In this study, the scalability and robustness of the heterologous RH production process from small-scale cultivation to laboratory-scale bioreactors was successfully demonstrated. The high cell density fed-batch cultivation resulted in a soluble active RH yield of more than 130 mg L−1 and as high as 320 mg L−1 for total RH titers, based on a pure glucose limiting feeding strategy. Our results are promising as they show that active RH production is not disturbed by scaling effects, demonstrating the robustness of the hydrogenase production process when providing reproducible growth conditions at different scales. However, a limitation of the current scale-up study is that the highest specific RH activity achieved in previous shake flask scales [21] could not yet be maintained in the bioreactor scale, suggesting potential for further optimization, e.g. in media requirements. In addition, further research will be necessary to elucidate whether the inducer IPTG concentration enables to satisfy the induction behavior of individual cells at high cell density cultures at both macroscopic and microscopic levels, as it can trigger stress responses in E. coli leading to pre-induced cells remaining induced and non-induced cells. Nevertheless, we strongly believe that the data reported herein qualitatively and quantitatively provides a reasonable approach for the development of bioprocesses for the production of difficult-to-express metalloproteins to meet the needs in basic and applied studies.
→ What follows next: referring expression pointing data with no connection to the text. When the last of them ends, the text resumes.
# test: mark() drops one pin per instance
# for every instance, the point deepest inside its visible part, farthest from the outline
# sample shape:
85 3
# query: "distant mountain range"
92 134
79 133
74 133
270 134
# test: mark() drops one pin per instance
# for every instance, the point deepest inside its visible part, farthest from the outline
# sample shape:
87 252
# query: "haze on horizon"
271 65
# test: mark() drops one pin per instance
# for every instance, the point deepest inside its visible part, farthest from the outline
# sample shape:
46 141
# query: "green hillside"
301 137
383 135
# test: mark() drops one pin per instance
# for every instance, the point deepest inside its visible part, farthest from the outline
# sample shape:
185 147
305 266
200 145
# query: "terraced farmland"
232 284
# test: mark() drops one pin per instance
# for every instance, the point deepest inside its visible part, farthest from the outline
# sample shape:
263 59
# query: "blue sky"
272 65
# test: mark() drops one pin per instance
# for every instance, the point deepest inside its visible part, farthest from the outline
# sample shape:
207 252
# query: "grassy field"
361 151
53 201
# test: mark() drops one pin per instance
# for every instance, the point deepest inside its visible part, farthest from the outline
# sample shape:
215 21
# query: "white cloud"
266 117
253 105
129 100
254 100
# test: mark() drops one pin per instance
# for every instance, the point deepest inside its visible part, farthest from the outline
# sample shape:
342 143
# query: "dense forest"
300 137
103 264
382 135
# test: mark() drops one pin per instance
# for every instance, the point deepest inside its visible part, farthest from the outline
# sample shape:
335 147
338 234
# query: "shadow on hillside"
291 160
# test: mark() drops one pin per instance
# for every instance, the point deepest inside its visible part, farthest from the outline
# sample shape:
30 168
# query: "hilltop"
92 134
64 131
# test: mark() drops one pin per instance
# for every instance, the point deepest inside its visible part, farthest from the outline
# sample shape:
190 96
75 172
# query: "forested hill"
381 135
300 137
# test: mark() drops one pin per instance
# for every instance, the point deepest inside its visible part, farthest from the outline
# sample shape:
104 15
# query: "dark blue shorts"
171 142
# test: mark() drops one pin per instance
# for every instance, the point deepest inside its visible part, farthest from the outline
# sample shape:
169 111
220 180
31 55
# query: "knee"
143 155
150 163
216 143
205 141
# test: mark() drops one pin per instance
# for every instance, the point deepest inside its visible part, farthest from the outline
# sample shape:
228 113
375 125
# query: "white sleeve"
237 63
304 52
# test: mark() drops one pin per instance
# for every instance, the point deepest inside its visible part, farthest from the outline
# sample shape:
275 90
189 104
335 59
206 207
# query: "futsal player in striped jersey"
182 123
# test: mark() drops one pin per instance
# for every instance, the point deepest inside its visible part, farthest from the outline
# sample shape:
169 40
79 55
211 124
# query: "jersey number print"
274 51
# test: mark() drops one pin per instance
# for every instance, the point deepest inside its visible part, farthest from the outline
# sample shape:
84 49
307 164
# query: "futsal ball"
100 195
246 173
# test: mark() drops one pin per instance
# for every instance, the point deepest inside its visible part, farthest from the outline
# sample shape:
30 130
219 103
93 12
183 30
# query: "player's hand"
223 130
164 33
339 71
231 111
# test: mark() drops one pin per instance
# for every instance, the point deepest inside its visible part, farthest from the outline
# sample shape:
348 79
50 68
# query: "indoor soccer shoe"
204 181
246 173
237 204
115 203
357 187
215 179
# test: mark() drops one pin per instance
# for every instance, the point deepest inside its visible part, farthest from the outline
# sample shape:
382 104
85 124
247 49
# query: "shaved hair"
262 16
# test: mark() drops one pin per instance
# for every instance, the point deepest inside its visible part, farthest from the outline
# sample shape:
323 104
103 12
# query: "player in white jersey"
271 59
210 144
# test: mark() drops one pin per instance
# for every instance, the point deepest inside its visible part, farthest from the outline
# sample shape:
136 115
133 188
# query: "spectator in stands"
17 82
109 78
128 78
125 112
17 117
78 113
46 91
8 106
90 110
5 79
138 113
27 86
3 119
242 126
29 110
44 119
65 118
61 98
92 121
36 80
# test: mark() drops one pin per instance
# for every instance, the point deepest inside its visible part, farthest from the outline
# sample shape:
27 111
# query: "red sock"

The developed bioreactor cultivation system for the production of active [NiFe]-hydrogenases, provides a good opportunity for an economical supply of such metalloenzymes in high concentrations, facilitating basic and applied research on these proteins as well as their potential industrial application. Furthermore, there are also broader implications for the future development of biotechnological production systems for heterologous functional complex heteromeric metalloproteins.